Pemuda itu menjadi penasaran dan marah sekali. Diantara banyak watak gurunya , sebuah watak yang diwarisinya adalah watak tidak takut menghadapi apapun asal merasa benar. Ia maklum akan kelihaian kakek ini , maklum dari penuturaan gurunya bahwa kelima orang tua Kong-thong Ngo lojin memiliki ilmu pukulan Ang -liong-jiauw-kang (Cengkeraman Kuku Naga Merah) dan amatlah ampuhnya, mengandung tenaga panah melebihi api membara dan merupakan kesaktian yang amat sukat dikalahkan. Ia pun mendengar pula bahwa selain Ang-liong-jiauw-kang, kelima orang kakek itu mempunyai senjata keistimewaan sendiri-sendiri dan Kok Cin Cu ini memiliki senjata sabuk baja yang dipergunakan sebagai pecut. Akan tetapi melihat betapa kakek ini mendesak dan memaksanya, timbul sifat keras kepalanya dan dia menjawab dengan tegas.

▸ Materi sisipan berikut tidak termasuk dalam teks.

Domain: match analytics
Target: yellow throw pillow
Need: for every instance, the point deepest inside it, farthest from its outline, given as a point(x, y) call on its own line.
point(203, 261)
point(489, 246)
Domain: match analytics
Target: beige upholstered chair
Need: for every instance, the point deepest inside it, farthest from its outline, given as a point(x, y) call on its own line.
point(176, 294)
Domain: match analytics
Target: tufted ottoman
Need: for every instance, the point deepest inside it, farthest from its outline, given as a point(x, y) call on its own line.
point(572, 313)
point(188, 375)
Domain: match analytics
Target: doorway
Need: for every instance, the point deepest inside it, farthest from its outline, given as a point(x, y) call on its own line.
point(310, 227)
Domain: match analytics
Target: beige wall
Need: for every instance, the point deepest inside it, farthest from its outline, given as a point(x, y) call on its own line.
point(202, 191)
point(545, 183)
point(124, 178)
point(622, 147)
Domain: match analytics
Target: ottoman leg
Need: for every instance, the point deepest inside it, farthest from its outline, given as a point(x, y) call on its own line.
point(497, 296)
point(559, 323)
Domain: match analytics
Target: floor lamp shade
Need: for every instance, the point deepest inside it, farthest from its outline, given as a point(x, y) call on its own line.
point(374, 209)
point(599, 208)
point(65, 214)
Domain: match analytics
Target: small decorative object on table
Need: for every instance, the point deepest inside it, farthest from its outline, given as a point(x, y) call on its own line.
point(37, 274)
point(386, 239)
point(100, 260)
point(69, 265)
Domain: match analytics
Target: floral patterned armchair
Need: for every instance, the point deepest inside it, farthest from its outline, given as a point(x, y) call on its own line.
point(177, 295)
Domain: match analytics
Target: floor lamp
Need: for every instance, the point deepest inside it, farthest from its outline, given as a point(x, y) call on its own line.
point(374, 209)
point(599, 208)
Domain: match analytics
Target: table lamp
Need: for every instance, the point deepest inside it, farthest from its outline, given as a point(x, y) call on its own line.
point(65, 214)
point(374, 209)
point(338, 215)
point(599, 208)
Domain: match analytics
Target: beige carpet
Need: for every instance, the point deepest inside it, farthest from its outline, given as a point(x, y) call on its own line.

"Sebaliknya, Totiang. Dengan cara apa pun juga, Saya tidak mau ikut ke Kong-thong-pai karena tidak mempunyai urusan dengan siapapun juga di sana!"

"Bagus, engkau berani menentang pinto, ya?'' “Saya bukan menentang orangnya melainkan perbuatan dan sikapnya yang tidak benar yang saya tentang!"

"Bocah sombong! Kau kira pinto takkan dapat menangkapmu?" Tosu tua itu menjadi marah. Dia bukan seorang pemarah, di depan murid-murid dan keponakan-keponakan muridnya, dia selalu di desak omongan oleh pemuda ini, tentu saja dia menjadi malu dan menganggap Keng Hong tidak memandang mata kepadaya. Dia suka berlaku sungguh sungkan dan mengajak pemuda itu ke Kong-thong-pai sehingga keputusan akan dijatuhkan terhadap pemuda ini bukan keputusan dia sendiri, melainkan keputusan kelima orang Kong-thong Ngo-Lojin. Hal ini saja sudah dia lakukan secara banyak mengalah terhadap seorang pemuda, kini di tambah oleh bantahan-bantahan Keng Hong, benar-benar membuat kakek ini kehilangan kesabaran dan lupa diri. Ia sudah melangkah maju dan cepat mencengkeram untuk menangkap pundak Keng Hong dengan tangan kanan sedangkan tangan kirinya sudah melolos sabuk baja dari pinggangnya.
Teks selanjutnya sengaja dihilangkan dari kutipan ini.